Wong uses ‘the bleeding patient’ analogy as an example. Say your loved one was shot and is now bleeding on the sidewalk. In comes a Good Samaritan with a pocket knife, ready to operate. You ask for his credentials: Is he a doctor, a nurse, or anyone who works in medicine?
He shakes his head, arguing that he’s a decent person, a good son, and rarely says bad words – and that makes him eligible to do the surgery. And when you disagree, he takes offense, calling you shallow, and claims he’s being discriminated against despite his positive qualities.
This reasoning sounds insane, right? Wong shares a terrible truth: we are the confused Good Samaritan holding the pocket knife and the rest of the world is the bleeding patient.
So why bring this up? Well, it’s February again, ‘the love month’, which means singles are spouting ‘sana all’ like there’s no tomorrow. More amusing are the bitter ones, who are seemingly compelled to comment ‘Well, he’s rich’ or ‘Ofc, he’s successful’ on every couple they deem incompatible, usually based on appearance.
I blame this mentality on teleserye and rom-coms. They tell us that we could be the timid guy/gal in the hallway, and somehow, our James Reid/Nadine Lustre will walk in and fall for us, for no reason other than the script demanding for it.
Here’s my harsh truth: unless you’re insanely good-looking or brimming with charisma, people will pay you no attention. Even then, when the above traits fail to be backed by substance, they fall to the wayside. Hence, why derogatory terms like ‘bimbos’ exist.
Yes, the guy who has the discipline to eat right and work on his body 3 times a week will get more attention from women. That girl who dances as a hobby and shows it off on Tiktok will receive a lot of love.
These people are desirable because they have substance, and substance is something we human beings innately want, not just in relationships. It’s the reason we pay to watch a person sing exceptionally well for an hour. Or idolize someone who’s really good at putting a ball through a hoop. Or why we can’t easily forget an ex who’s funny, made us feel real giddy inside, and is great in bed, despite their red flags.
It’s why I roll my eyes whenever ‘Just be yourself’ is doled out as life advice. ‘Ourselves’ is a meat sack filled with blood, bones, and guts, who’d rather stay in bed and watch Netflix all day. What else, apart from living and breathing, do you have to offer?

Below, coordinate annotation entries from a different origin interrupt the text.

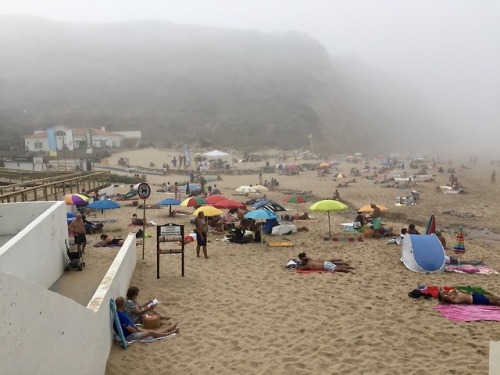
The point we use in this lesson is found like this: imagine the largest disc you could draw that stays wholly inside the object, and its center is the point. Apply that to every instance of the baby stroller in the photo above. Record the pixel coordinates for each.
(75, 259)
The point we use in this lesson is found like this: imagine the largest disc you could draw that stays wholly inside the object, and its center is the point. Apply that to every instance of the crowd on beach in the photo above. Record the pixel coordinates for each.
(233, 225)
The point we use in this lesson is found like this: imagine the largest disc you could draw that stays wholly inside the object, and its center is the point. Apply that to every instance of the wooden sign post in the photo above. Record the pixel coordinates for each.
(144, 191)
(173, 233)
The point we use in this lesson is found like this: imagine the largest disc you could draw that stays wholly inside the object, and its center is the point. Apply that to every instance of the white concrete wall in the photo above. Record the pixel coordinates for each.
(494, 357)
(43, 332)
(25, 166)
(36, 252)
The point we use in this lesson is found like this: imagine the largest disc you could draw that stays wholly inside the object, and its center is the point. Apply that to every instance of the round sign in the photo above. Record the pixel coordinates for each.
(144, 190)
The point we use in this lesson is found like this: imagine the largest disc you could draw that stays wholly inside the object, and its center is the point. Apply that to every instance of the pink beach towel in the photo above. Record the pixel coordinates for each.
(467, 268)
(312, 271)
(469, 313)
(347, 239)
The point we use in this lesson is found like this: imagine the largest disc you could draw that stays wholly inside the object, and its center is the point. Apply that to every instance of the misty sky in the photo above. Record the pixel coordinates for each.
(448, 49)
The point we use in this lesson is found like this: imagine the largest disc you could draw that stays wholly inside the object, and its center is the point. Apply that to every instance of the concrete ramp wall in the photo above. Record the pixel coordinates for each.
(44, 332)
(36, 251)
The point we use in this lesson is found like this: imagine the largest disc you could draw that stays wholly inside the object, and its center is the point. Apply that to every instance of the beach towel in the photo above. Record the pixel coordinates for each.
(346, 239)
(312, 271)
(468, 268)
(102, 244)
(433, 290)
(280, 244)
(469, 313)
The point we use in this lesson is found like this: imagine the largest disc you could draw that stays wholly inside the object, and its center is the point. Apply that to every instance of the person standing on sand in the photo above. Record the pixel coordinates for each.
(376, 218)
(201, 234)
(176, 191)
(77, 226)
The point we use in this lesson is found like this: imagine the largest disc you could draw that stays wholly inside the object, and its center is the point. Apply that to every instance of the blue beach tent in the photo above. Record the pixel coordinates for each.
(423, 253)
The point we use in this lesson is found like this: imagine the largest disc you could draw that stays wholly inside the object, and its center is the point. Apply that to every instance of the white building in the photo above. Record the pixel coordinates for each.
(76, 138)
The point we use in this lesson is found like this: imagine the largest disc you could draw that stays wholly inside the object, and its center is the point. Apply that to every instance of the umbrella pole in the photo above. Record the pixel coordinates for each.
(329, 226)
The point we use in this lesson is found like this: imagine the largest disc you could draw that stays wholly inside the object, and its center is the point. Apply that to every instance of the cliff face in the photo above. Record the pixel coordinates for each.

Oh, you’re a gentleman? Newsflash: being a decent person is the bare minimum. Of course, you should respect her. If you’re not a rapist or an abuser, congrats, you’re a fully functioning adult.

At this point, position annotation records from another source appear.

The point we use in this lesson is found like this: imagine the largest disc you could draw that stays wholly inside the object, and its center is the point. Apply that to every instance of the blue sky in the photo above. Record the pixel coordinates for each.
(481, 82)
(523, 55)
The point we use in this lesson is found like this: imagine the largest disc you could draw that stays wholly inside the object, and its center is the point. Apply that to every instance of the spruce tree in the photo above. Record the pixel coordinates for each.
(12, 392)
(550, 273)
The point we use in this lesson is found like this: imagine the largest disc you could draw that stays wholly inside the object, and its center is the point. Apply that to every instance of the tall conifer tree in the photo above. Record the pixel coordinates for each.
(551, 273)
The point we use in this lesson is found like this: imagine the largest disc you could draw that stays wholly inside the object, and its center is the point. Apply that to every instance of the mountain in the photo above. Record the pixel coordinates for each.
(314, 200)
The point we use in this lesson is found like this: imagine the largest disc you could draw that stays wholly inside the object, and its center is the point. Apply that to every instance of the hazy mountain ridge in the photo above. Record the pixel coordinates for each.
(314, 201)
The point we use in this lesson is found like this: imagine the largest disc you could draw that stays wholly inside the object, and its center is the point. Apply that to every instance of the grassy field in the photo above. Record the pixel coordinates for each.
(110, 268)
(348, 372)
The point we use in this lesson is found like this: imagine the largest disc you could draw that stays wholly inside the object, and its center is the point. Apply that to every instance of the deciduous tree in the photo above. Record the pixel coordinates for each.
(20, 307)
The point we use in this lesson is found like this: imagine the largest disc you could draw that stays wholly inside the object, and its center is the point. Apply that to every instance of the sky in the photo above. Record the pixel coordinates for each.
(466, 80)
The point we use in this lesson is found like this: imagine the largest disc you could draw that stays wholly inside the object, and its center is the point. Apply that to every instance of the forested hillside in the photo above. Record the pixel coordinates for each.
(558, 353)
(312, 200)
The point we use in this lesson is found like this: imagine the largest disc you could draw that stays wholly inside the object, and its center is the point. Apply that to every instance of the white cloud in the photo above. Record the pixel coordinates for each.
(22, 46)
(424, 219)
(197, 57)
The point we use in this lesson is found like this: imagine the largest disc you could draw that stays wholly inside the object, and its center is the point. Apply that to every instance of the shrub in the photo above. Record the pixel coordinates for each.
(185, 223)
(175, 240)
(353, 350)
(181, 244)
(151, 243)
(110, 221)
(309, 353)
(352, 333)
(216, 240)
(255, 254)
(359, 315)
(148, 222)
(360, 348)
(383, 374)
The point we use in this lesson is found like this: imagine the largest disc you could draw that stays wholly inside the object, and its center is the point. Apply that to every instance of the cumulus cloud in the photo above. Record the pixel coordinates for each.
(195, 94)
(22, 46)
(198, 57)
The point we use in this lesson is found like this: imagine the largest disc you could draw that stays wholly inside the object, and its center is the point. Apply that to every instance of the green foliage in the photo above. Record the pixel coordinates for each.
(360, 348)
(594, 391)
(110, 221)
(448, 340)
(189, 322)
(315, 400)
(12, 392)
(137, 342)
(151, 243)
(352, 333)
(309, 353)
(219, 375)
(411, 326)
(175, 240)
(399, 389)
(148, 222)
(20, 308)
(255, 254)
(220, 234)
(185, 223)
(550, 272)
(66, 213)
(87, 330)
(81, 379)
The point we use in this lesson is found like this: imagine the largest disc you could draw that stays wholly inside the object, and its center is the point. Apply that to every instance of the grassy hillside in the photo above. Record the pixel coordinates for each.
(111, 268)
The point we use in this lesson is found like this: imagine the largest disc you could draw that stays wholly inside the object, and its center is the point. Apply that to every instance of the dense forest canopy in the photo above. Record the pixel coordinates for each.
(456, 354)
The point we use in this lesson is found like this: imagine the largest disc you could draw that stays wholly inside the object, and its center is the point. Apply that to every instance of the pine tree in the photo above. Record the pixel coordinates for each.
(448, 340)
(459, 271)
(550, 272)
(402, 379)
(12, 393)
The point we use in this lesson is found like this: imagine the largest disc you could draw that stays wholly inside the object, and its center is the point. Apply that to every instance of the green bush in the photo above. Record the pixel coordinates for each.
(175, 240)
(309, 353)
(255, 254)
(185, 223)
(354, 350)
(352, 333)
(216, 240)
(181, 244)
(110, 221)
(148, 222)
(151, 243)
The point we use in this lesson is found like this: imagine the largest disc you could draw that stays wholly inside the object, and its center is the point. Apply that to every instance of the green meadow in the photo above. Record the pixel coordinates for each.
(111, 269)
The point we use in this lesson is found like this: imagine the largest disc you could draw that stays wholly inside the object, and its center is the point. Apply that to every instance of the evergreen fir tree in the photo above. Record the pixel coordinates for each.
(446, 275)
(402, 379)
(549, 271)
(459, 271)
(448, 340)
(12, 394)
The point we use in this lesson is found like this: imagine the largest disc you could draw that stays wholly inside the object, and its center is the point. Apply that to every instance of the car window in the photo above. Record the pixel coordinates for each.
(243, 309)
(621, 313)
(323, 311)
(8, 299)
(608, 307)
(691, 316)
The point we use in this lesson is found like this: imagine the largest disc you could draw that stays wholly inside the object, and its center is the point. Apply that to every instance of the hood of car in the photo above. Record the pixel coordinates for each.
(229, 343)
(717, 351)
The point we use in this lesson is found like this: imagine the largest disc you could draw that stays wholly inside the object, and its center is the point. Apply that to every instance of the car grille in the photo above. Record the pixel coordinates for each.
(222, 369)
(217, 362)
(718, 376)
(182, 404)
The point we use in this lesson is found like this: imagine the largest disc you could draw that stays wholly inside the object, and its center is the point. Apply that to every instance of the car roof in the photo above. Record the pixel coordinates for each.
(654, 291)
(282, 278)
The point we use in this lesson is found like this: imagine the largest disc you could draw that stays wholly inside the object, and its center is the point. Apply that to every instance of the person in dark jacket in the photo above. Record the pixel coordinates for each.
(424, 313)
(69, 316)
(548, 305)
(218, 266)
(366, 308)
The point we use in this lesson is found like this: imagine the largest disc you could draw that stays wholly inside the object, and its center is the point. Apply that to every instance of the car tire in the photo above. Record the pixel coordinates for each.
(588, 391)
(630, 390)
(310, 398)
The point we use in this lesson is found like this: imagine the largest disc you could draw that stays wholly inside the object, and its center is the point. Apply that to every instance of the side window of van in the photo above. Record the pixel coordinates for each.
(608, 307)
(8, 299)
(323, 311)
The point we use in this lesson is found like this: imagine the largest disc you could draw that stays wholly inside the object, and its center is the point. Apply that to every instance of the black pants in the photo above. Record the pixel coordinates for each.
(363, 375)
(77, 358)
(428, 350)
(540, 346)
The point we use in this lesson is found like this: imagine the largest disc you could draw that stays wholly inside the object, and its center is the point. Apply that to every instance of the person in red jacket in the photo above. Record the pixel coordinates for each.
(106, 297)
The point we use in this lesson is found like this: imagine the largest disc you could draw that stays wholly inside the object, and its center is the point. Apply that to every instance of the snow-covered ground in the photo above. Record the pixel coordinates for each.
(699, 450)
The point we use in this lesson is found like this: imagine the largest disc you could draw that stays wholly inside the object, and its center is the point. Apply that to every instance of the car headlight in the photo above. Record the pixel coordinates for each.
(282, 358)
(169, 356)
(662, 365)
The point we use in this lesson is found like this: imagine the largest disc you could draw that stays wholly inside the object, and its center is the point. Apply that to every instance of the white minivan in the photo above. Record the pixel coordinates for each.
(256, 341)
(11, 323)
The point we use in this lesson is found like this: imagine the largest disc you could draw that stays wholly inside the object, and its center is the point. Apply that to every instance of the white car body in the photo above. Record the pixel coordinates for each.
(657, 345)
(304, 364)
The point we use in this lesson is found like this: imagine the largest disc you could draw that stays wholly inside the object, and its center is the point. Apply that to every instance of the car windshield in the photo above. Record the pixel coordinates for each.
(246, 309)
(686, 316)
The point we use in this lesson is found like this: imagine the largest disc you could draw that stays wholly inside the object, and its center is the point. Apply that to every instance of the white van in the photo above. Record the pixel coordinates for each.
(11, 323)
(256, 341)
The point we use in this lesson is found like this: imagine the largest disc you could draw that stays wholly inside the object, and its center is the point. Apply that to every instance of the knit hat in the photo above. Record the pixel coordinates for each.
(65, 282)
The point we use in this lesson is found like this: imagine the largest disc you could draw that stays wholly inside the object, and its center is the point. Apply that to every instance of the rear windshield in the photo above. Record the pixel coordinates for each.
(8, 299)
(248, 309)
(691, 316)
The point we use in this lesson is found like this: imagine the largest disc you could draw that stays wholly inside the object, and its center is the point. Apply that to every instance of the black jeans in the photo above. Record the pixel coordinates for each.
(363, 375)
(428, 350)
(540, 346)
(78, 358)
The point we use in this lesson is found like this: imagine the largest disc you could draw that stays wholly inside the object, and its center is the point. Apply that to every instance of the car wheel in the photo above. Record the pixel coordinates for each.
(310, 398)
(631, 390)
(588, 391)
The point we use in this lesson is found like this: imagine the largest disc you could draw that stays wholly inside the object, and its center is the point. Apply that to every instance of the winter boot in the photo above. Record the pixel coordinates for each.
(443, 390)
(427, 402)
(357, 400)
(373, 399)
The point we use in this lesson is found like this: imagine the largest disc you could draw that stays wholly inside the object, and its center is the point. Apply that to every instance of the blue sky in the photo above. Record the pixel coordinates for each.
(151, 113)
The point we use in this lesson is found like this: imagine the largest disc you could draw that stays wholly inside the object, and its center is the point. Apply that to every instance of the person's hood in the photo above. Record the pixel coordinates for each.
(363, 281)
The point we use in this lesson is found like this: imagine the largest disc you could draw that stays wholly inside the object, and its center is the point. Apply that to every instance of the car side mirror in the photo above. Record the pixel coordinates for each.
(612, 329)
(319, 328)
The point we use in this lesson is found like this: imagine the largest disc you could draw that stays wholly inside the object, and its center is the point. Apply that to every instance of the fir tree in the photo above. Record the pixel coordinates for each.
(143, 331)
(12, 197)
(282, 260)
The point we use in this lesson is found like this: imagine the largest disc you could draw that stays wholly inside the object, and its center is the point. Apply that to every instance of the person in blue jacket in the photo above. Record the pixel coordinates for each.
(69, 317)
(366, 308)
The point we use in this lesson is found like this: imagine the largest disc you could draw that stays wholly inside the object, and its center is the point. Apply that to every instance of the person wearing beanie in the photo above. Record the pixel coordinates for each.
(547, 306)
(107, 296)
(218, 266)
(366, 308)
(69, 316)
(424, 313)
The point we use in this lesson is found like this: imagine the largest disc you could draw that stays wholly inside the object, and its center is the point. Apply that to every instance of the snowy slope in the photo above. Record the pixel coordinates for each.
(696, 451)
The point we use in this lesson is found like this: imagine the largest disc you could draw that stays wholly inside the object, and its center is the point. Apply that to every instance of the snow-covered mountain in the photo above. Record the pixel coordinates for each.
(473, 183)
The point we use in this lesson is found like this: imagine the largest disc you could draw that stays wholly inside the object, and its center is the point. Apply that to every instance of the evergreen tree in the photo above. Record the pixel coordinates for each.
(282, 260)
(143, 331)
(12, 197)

But as Wong puts it, ‘being yourself’, the good qualities and all, only matter when it comes to what they compel you to do. People can’t read your mind. They can only observe you and your actions.

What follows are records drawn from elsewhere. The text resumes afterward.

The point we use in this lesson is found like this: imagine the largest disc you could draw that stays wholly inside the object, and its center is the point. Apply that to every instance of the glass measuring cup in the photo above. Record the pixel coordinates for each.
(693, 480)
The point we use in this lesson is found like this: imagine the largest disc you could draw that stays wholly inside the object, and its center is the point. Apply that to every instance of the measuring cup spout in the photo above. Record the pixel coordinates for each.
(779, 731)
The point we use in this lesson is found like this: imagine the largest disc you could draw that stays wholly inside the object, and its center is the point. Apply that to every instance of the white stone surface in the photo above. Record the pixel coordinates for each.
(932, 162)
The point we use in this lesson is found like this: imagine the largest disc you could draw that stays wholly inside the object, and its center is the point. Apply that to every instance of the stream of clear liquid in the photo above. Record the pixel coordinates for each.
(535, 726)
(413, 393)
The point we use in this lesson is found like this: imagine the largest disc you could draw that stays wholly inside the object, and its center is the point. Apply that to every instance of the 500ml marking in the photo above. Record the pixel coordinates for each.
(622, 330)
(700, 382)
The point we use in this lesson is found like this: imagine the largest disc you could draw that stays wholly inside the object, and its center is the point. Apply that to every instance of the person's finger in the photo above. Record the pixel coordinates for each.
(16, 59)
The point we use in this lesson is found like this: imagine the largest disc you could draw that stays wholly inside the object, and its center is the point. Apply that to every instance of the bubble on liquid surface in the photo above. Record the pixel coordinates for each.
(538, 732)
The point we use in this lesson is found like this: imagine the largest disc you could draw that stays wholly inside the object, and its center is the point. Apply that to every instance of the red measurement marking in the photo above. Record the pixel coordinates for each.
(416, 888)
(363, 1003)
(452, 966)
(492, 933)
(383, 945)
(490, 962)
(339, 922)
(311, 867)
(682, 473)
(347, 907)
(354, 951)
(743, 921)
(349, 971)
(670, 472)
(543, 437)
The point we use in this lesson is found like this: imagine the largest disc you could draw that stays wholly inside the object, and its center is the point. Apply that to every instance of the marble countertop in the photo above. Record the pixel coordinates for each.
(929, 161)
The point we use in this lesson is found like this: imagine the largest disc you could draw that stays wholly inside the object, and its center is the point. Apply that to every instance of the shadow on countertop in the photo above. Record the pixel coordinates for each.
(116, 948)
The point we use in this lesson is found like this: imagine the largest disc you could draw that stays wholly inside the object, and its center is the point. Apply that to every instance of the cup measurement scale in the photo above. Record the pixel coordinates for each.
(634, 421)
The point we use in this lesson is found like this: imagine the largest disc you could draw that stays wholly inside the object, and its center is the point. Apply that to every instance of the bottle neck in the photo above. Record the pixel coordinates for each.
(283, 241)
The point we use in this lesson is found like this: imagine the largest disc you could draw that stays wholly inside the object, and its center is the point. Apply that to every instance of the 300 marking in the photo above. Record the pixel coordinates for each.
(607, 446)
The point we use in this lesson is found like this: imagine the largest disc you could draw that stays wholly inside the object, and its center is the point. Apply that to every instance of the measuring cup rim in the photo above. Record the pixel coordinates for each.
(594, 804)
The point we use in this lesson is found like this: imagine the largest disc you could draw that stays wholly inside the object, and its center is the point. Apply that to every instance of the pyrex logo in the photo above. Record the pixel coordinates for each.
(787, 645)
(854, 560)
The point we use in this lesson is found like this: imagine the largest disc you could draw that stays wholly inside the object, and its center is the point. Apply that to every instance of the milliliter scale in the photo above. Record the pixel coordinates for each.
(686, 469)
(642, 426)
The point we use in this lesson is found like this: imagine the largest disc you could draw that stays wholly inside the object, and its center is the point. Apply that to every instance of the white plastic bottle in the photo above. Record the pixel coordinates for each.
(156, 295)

You’re a good person, cool, but do you lead donation drives for the poor during the weekends? Or, instead of just liking photos of sickly children online, do you actually go to orphanages and spend time with them?
Because if you do, that would make you a philanthropist, and as Tony Stark proves, philanthropists can be attractive AF.
Improving ourselves is definitely harder than it looks, a lot tougher than just writing an article about it. It requires a lot of patience, discipline, effort, self-awareness, and even courage to acknowledge that hey, my life could be a lot better. Not to mention the naysayers who’ll try to dictate what you can and can’t do.
But then again, time will pass anyway, whether we lie on our asses or not. We might as well do something of substance while we’re at it.
And personally, I’ve grown tired of feeling miserable about myself. Don’t you? Maybe it’s not 2021 that solely needs to change so we could start feeling better ourselves. Maybe we ourselves need to do so too.